Am Mittwoch vergangener Woche haben entscheidende Gespräche der deutschen Delegation unter Leitung des Staatssekretärs im Bundesfinanzministerium, Herrn Koch-Weser, stattgefunden, die von den Gesprächsteilnehmern insgesamt positiv bewertet worden sind. Mehr Klarheit über die Rahmenbedingungen für die öffentlichrechtlichen Kreditinstitute wird es aller Voraussicht nach jedoch nicht jetzt, sondern erst nach dem zweiten Gespräch am 17. Juli 2001 in Brüssel geben.

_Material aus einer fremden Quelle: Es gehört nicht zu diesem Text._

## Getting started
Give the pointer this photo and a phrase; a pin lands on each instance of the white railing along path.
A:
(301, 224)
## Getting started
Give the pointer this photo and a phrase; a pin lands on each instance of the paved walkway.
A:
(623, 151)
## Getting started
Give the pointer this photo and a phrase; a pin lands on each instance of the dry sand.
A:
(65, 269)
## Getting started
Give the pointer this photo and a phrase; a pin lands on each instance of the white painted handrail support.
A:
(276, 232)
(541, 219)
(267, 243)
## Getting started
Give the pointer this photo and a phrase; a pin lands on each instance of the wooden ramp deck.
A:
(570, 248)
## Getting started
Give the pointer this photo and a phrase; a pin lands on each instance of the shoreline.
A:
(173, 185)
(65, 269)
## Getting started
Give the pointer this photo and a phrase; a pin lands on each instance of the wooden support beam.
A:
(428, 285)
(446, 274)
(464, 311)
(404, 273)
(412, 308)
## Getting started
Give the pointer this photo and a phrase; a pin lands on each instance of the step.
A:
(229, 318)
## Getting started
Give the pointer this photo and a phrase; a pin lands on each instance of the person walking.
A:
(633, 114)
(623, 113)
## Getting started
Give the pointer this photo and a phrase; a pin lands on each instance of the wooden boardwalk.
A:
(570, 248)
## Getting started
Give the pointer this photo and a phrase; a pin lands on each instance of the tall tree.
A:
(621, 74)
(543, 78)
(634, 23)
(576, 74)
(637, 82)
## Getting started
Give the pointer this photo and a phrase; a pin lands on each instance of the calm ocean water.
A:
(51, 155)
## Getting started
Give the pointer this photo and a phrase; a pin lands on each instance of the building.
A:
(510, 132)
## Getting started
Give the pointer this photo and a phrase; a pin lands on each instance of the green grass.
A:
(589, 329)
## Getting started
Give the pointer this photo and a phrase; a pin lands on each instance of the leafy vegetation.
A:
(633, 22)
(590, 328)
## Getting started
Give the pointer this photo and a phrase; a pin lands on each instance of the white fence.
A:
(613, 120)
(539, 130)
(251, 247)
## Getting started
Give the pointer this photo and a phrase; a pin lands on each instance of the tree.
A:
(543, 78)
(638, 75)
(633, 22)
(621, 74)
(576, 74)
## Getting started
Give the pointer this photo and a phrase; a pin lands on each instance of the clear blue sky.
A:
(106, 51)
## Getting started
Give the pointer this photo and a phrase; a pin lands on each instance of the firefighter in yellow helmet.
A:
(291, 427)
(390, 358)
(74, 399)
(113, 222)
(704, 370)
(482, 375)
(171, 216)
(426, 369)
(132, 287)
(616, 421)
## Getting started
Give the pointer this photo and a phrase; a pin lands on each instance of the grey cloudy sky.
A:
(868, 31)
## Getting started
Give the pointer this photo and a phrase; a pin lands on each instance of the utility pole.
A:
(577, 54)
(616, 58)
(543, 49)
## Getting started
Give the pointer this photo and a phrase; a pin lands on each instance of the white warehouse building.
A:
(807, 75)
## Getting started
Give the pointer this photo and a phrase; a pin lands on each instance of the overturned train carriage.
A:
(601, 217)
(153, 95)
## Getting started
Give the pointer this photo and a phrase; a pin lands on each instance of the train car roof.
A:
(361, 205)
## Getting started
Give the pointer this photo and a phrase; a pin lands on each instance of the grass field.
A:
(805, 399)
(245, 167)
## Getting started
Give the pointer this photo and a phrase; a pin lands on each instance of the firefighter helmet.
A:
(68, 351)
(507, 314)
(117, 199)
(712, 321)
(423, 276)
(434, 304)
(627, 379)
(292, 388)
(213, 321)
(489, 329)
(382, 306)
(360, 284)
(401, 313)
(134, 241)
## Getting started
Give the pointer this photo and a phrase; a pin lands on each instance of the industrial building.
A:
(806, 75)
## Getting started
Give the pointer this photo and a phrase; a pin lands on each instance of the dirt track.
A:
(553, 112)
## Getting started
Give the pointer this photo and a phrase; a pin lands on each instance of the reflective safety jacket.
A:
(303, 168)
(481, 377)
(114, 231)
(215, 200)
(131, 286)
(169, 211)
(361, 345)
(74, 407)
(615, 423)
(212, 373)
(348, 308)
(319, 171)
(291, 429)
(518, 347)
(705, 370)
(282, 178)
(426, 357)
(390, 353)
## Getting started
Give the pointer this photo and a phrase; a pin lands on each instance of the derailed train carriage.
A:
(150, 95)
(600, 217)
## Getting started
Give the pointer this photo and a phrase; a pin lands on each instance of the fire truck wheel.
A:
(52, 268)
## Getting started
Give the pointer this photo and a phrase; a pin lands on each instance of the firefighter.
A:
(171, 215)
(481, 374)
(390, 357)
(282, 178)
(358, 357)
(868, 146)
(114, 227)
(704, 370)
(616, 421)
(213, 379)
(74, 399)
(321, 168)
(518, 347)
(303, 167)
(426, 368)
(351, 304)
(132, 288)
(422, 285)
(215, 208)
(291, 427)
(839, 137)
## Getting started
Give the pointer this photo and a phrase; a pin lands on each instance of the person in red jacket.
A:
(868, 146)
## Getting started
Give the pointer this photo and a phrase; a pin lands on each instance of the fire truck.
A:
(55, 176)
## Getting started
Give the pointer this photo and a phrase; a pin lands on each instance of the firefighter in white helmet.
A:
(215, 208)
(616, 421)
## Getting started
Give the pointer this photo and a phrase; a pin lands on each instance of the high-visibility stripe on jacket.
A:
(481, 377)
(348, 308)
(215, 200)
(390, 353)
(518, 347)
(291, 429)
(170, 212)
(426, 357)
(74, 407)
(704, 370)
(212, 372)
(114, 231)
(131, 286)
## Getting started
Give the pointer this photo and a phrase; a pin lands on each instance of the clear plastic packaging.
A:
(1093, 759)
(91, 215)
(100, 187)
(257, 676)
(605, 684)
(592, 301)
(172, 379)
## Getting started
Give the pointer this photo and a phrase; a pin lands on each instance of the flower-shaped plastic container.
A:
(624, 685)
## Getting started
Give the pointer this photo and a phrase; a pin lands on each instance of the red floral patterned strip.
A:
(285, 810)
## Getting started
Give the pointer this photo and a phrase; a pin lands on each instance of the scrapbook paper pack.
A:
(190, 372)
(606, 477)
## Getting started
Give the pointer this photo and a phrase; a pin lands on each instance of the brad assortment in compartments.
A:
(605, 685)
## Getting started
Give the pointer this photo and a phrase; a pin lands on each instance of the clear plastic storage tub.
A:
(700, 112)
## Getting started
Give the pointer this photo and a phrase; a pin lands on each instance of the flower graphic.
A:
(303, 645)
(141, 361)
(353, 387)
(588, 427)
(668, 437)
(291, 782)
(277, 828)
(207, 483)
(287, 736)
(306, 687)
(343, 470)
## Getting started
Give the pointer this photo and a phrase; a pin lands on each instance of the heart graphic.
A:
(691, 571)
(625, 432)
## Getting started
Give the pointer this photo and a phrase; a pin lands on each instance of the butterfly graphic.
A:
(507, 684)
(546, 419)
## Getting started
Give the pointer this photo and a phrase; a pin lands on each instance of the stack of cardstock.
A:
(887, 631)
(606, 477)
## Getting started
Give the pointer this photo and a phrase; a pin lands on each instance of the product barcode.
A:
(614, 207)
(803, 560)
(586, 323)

Gestatten Sie mir in diesem Zusammenhang auch noch ein Wort zu Basel II und dem Rating. Man muss wissen, dass dazu zunächst einmal ein Problem gehört, nämlich die Unterlegung durch Eigenkapital bei der Vergabe von Krediten. Das ist die Bankseite. Herr Dr. Braun, Sie wissen, da können die Länder wenig leisten.

(Zuruf des Abg. Dr. Braun, BÜNDNIS 90/DIE GRÜNEN)

Ich will versuchen, Ihnen das breit zu erläutern. Die Länder können verständlicherweise zunächst einmal gut informieren. Einer der elementaren Punkte für die Kreditwürdigkeit nach Basel II wird, nachdem man dann alle Bestimmungen hat und alle Vorschriften kennt, eine gute Eigenkapitalausstattung der Unternehmen sein. Das ist völlig klar. Da muss man überlegen, wie ein Unternehmen Eigenkapital bilden kann. Wie kann man Eigenkapital schaffen?

Es muss erlaubt sein, darüber nachzudenken, ob dann eine Steuerreform notwendig ist. Es bestehen keine Zweifel, dass die auf den Weg gebrachte Steuerreform richtig war. Herr Wirz, Sie müssen aber wissen, als Herr Merz und Frau Merkel über das Halbeinkünfteverfahren diskutiert haben, nämlich über Kapitaldienstleistungen, haben wir in Rheinland-Pfalz gehandelt und für den Mittelstand zunächst einmal zum ersten Mal die Anrechnung der Gewerbesteuer erreicht. Ferner wurde erreicht, dass der Spitzensteuersatz noch einmal im Jahr 2005 auf 42 Punkte abgesenkt wird und der halbe Steuersatz bei Betriebsveräußerungen wieder eingeführt wird.

(Beifall der FDP)

Meine sehr geehrten Damen und Herren, das war natürlich nicht so lupenrein, wie wir das gern gehabt hätten. Wir müssen aber auch wissen, dass von 1989 bis 1998 aus unterschiedlichen Gründen keine Steuerreform auf den Weg gebracht werden konnte.